Designing in browser - when is the right time?

Designing in browser - when is the right time?

The concept of designing in browser has been around for a little while now - forget pixel perfect mockups and save time by jumping straight into the browser. Now that we are designing for a multitude of screen sizes, it’s becoming more common to skip creating mock-ups in design tools such as Photoshop altogether. Dave Rupert’s article on responsive deliverables describes how the old PSD-to-HTML workflow that served us so well, may no longer be an applicable solution.

Saving time by creating less throw-away deliverables definitely sounded appealing, so I gave it a shot. In this article I describe my experience designing the UI for a new web app applying this process.

First steps in the design process

I thought it was also important to quickly mention the other steps involved in the design process. When starting a new project the first thing I do is gather inspiration. I like to use Pinterest boards for this. There is a very convenient Pinterest plug-in for Chrome that allows you to easily save any image on the web to your boards.

The Next step is wireframing. It’s in this stage where we need to figure out the user needs. The end result will hopefully provide a clear visual representation of how content and functionality should be prioritized.

Recognise the reusable elements

Once you have your wireframes you should be able to start to recognize some reusable modules and patterns.

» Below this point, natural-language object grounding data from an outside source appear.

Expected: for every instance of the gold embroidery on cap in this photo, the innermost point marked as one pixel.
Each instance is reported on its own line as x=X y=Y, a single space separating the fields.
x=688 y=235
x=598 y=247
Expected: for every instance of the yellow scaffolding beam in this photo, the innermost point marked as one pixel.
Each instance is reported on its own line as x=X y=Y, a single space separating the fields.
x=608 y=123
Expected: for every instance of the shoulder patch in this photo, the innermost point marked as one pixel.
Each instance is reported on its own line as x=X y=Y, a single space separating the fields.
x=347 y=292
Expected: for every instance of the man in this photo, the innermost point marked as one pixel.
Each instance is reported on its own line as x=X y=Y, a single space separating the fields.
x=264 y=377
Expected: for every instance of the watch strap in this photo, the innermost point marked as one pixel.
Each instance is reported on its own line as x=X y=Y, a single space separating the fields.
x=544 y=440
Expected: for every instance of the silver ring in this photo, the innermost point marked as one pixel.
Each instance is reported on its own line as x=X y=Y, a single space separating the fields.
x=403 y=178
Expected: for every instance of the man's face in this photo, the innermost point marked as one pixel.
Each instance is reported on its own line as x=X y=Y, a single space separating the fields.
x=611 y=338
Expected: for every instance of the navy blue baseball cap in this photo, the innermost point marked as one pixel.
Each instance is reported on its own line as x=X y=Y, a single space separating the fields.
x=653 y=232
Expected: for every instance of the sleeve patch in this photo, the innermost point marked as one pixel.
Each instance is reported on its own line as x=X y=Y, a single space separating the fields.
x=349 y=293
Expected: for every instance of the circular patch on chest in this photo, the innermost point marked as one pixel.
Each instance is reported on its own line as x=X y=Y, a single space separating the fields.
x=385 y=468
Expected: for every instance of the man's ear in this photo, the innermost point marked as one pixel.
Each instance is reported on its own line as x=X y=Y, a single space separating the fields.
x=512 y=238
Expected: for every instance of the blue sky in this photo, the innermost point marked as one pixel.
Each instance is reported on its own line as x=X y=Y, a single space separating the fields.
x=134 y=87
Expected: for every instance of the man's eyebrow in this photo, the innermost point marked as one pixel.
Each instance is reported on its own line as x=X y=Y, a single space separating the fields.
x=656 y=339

This seemed like a good time to start creating some of these patterns in code - which would be the beginnings of the living style guide. I was going to be using the Foundation framework for this project, so I set up a basic page with the framework’s dependencies. Frameworks like Bootstrap and Foundation make it quick and easy to get started prototyping in browser.

Now to start designing. I began by playing around with some modules and the basic layout. But I was finding it quite difficult to get going. Resizing and moving elements around felt a lot more time consuming and tedious compared to my trusty design applications. And without having a general style defined, I found it hard to start designing the individual modules.

Make some design decisions first

Having not made much progress with the design in browser, I decided to rethink my approach. I felt like I needed to have a general style defined before I could continue in the browser. Adobe Illustrator is my tool of choice for UI design; it’s good for quick prototyping and is vector based, which is great for the web. I set up the guides for the grid layout and began creating. The main goal of this was not to provide a pixel perfect mockup, but rather to define the layout, color palette, typography and general look and feel of the overall product.

The experimentation associated with the early stages of design now felt a lot more effortless. The end result was a mockup of the dashboard home page. I only created one mock at one screen size, however I kept in mind that these elements would need to be able to reflow and stack accordingly for other screen sizes. The modules weren’t exact representations of what the final product was going to be - that was not important at this stage. The finer details can be considered in browser. What was important was that this provided a general visual representation of the product as a whole.

The time has come

Now beginning to code the style guide in browser felt a lot more comfortable. Just adding the color palette and basic typography styles was a quick way to get the ball rolling. I then added my first module based on the mockup. It’s at this stage where you really start to notice the benefits of designing in browser. This is how the actual product will look in the browser - not a static image of how it will never look to the user. This is where you can refine how the content will look for various screen sizes and view it on actual devices. Things that would take much longer or simply not be possible with traditional design tools.

No two projects are the same

So when is the right time to start designing in the browser? In general; the sooner the better. But it will differ from designer to designer, project to project. For me it was important to have a general visual style defined before I felt comfortable jumping into the browser. I was only producing a small amount of throw-away deliverables, and completing the rest of the design in browser.